I have been looking at some resources to gain some inspiration:
How to determine if a list of polygon points are in clockwise order?
Ordering CONCAVE polygon vertices in (counter)clockwise?
https://math.stackexchange.com/questions/340830/clockwise-or-anticlockwise-edges-in-a-polygon
http://jeffe.cs.illinois.edu/teaching/373/notes/x05-convexhull.pdf
However, these resources deal mainly with convex polygons. I would need to develop a generic algorithm that can handle both convex and concave polygons.
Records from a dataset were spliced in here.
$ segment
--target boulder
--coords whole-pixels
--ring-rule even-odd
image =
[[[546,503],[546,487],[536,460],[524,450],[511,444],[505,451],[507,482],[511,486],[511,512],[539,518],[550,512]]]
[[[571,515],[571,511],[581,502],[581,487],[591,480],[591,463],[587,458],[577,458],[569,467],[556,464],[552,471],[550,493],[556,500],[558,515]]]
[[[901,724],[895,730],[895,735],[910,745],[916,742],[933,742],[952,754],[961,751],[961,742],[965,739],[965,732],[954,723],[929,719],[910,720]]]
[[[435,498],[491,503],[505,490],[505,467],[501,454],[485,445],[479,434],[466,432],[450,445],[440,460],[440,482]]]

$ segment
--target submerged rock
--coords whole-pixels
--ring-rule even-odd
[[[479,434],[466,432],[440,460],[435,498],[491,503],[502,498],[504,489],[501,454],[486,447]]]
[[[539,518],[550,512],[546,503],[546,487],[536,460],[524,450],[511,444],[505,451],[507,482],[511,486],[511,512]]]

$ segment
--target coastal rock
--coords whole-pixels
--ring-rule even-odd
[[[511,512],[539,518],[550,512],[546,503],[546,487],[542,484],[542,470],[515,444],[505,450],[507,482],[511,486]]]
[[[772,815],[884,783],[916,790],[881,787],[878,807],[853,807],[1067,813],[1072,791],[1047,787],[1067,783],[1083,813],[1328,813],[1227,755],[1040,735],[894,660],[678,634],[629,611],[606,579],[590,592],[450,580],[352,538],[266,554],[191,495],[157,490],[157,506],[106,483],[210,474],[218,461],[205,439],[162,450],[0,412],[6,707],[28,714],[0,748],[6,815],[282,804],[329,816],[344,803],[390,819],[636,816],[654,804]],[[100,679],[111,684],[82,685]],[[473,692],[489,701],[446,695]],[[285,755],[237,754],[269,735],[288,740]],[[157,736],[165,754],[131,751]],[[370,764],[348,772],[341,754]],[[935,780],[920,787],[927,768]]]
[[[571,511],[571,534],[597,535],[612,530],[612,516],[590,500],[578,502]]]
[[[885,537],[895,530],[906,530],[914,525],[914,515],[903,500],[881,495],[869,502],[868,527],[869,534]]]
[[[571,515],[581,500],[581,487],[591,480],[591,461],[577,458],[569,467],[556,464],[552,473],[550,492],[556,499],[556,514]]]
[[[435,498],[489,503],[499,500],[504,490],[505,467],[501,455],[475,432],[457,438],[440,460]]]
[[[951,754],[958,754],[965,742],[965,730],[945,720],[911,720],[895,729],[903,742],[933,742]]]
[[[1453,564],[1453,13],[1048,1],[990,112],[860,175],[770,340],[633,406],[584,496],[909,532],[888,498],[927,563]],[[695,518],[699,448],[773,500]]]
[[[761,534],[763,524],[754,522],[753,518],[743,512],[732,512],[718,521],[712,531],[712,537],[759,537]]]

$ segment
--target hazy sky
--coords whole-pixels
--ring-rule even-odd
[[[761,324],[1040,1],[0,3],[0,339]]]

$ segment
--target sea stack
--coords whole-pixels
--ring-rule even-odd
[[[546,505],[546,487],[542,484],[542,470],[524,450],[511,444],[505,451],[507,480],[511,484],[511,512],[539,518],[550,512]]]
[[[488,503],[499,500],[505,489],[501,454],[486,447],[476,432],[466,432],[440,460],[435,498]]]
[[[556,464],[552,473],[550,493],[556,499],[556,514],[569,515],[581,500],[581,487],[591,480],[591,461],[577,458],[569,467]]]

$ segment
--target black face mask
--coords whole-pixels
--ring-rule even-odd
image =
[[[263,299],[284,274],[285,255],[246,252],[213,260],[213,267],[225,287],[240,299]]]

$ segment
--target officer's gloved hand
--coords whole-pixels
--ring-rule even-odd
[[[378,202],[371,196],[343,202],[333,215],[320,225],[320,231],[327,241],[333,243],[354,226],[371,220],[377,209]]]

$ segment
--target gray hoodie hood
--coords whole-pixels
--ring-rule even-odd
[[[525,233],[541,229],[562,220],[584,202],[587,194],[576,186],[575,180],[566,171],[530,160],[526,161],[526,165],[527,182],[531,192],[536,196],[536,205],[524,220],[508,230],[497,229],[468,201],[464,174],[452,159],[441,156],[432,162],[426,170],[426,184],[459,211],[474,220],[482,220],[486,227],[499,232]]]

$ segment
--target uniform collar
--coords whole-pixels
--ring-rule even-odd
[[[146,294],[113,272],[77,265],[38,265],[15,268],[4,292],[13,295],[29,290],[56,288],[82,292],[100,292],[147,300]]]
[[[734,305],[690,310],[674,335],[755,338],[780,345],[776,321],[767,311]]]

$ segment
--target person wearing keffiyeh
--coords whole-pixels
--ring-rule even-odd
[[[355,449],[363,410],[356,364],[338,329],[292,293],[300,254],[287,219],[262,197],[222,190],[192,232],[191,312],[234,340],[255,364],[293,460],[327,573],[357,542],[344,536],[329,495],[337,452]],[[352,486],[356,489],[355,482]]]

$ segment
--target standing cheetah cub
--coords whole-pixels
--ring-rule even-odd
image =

Although, if this doesn't exist (or can't be done), then I will settle with creating two separate algorithms and detecting if the polygon is concave/convex.
The ideal algorithm would simply detect if a particular edge is oriented clockwise or counter clockwise for a choosen polygon. but I am open to algorithms that will resort the edges and vertices in a counter clockwise flow for the polygon.
I have been considering an algorithm that not need to use the center point of the polygon as the result will be dependent on whether the center is inside/outside the polygon.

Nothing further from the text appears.